Where $P_n(x)$ are the Legendre polynomials and, $$a_n=\frac{2n+1}{2}\int_{-1}^1 f(x)P_n(x).$$ I am confused why $$2\sum^N_{n=0} a_n \int^1_{-1} f(x)P_n(x)dx - \sum^N_{n=0}\sum^N_{m=0}a_n a_m \int^1_{-1}P_n(x)P_m(x) dx = \sum^N_{n=0}\frac{2}{2n+1}.$$

• I assume the $P_n(x)$ are the Legendre polynomials. So what are the coefficients $a_n$? Commented Nov 16, 2017 at 0:26
• $a_n=\frac{2n+1}{2}\int_{-1}^1 f(x)P_n(x).$ You are correct to assume $P_n(x)$ is the Legendre polynomials.
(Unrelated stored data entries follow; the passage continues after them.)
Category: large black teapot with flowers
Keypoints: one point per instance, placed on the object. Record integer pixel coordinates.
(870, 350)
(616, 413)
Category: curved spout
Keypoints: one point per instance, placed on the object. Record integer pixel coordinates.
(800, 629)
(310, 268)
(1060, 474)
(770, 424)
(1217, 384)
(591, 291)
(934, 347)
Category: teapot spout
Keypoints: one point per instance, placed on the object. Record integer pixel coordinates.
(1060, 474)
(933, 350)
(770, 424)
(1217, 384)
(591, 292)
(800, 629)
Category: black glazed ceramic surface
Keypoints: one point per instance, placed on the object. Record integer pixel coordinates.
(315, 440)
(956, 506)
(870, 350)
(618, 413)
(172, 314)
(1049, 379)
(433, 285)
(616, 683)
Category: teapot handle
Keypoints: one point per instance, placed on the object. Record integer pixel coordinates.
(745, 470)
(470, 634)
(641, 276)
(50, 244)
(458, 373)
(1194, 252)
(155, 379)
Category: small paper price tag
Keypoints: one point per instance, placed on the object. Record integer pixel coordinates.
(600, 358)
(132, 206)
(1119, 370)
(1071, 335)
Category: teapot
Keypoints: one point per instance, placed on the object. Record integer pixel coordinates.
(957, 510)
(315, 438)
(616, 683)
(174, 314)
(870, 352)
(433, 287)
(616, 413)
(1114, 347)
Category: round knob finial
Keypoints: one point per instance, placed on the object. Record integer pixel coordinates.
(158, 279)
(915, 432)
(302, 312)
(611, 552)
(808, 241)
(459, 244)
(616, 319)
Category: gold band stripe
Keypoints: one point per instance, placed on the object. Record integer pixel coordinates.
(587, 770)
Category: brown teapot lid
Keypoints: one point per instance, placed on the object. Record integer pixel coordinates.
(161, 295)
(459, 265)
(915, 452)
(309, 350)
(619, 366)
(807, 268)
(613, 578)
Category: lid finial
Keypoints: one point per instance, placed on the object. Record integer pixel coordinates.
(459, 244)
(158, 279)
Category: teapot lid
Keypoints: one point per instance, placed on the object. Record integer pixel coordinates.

Commented Nov 16, 2017 at 1:05

Since $$a_n = \frac{2n + 1}{2} \int^1_{-1} f(x) P_n (x) \, dx \quad \Rightarrow \quad \int^1_{-1} f(x) P_n (x) \, dx = \frac{2 a_n}{2n + 1}.$$
Also, from the well-known orthogonality property for the Legendre polynomials, namely \begin{align*} \int^1_{-1} P_m (x) P_n (x) \, dx = \begin{cases} 0, & m \neq n\\[1ex] \displaystyle{\frac{2}{2n + 1}}, & m = n \end{cases} \end{align*} (a proof of this can be found here) all terms appearing in the $m$ sum will be equal to zero except for the $m = n$ term which, from the orthogonality condition, will be equal to $$\int^1_{-1} P_m (x) P_n (x) \, dx = \frac{2}{2n + 1}.$$ Thus \begin{align*} 2\sum^N_{n=0} a_n \int^1_{-1} f(x)P_n(x)dx - \sum^N_{n=0}\sum^N_{m=0}a_n a_m \int^1_{-1}P_n(x)P_m(x) dx &= 2 \sum^N_{n = 0} \frac{2 a^2_n}{2n + 1} - \sum^N_{n = 0} \frac{2 a^2_n}{2n + 1}\\ &= \sum^N_{n=0}\frac{2 a^2_n}{2n+1}, \end{align*} as required.